Here is the automated pipeline using Airflow for extraction data from Google Earth Engine API and Google Drive, uploading them to Google Cloud (GCS) and transferring to MongoDB, and finally, using Databricks to implement machine learning:
- Use the Google Earth Engine Python API to retrieve image data from Sentinel 2 satellites.
- Use Airflow to download the survey data from Google Drive.
- Save the image and survey data to GCS.
- Use Airflow to insert the data from GCS to MongoDB.
- Use Databricks to read the data from MongoDB and implement machine learning algorithms(K-means) to predict flood coverage.
- Databricks Runtime Version: 7.3 LTS (includes Apache Spark 3.0.1, Scala 2.12)
- Worker type: i3.xlarge
- Driver types: i3.xlarge
- number of workers: 5(max workers), 2(min workers), 2(current)
Before feeding it to K-means, we performed scaling on the data before feeding it to K-means model. Since K-means is the distance-based algorithm and bands data range widely for different bands. Without scaling, features with larger values will have a greater impact on the clustering than features with smaller values. By scaling the data, we can ensure that all features have equal weighting in the clustering process. We also used the VectorAssembler to convert all the features (normalized band values) into one single vector to feed to the K-means model. Algorithms: Standard Scaler
For our model, the Silhouette score is 0.44, which is not perfect but within a reasonable range. The Silhouette score measures how well each data point fits into its assigned cluster compared to other clusters. It ranges from -1 to 1, and a higher Silhouette score indicates better clustering performance, indicating the data point is very similar to its assigned cluster and dissimilar to others.
We compared the model clustering results and the NDWI calculation results for all the dates. About 82% of the clustering outcomes from the two approaches matches. Here the K-Means clustering label is different from the NDWI label.
We visualized the results for three selected days, comparing satellite images based on color (RGB), K-means clusters, and labeled water coverages. The results for Feb 27 and Mar 3 are quite similar. Therefore, only the results for Feb 27 and Mar 7 are shown below. For Feb 27, 2023, the satellite image doesn’t reflect the selected farmland. The possible reason is that the field was covered by cloud on that day. The cloud coverage impacts the model clustering significantly. For the date of Mar 7, it is clear that there was no cloud coverage and the plot shows promising clustering outcomes from KMeans. For the K-means plot above, the white areas are identified as a flooded and the black area are identified as land. The clustering results match the satellite picture presentation and more sensitive the the shallow flooded areas.
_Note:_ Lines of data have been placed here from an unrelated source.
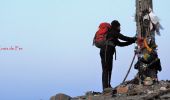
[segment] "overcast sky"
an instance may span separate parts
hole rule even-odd
[[[154,12],[165,30],[156,36],[163,71],[170,79],[170,1],[154,0]],[[92,46],[101,22],[117,19],[122,33],[136,34],[135,0],[1,0],[0,100],[48,100],[63,92],[71,96],[101,91],[99,49]],[[122,82],[134,46],[117,47],[112,85]],[[128,79],[136,71],[132,69]]]

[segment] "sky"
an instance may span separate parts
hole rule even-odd
[[[170,1],[154,0],[164,30],[156,36],[163,71],[170,79]],[[135,0],[0,0],[0,100],[49,100],[102,91],[99,49],[92,40],[101,22],[119,20],[122,33],[136,34]],[[122,82],[134,45],[117,47],[112,86]],[[135,60],[136,61],[136,60]],[[134,68],[128,79],[136,75]]]

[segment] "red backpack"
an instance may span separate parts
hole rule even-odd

○ Implement Model: 5.45 sec ○ Evaluate Model: 3.54 sec
Through this project, we gained valuable insights into the use Airflow for data pipeline management. We were originally using GitHub Action workflow for the automated pipeline. We found out that GitHub Actions is a more flexible tool than Airflow as it does not require a local environment and can be used for various tasks, such as continuous integration and deployment. This project highlighted the importance of collaboration between different tools and platforms to achieve a common goal. By using various tools like GitHub, Databricks, and AWS, we were able to stream our workflow and improve the overall efficiency of our project. In addition, using Spark ML with distributed computing shows time efficiency benefits. It could be a good option for scaling up and processing more and larger satellite images.
For this project, we successfully implement the data pipeline with Airflow, GCS, Spark, and MongoDB. We also investigated the clustering approach to estimate farmland water coverage using the Spark ML K-means algorithm. We discovered that clustering algorithms can be an alternative option for water coverage estimation. We plan to investigate the opportunities to improve accuracy by exploring other clustering and feature selection approaches.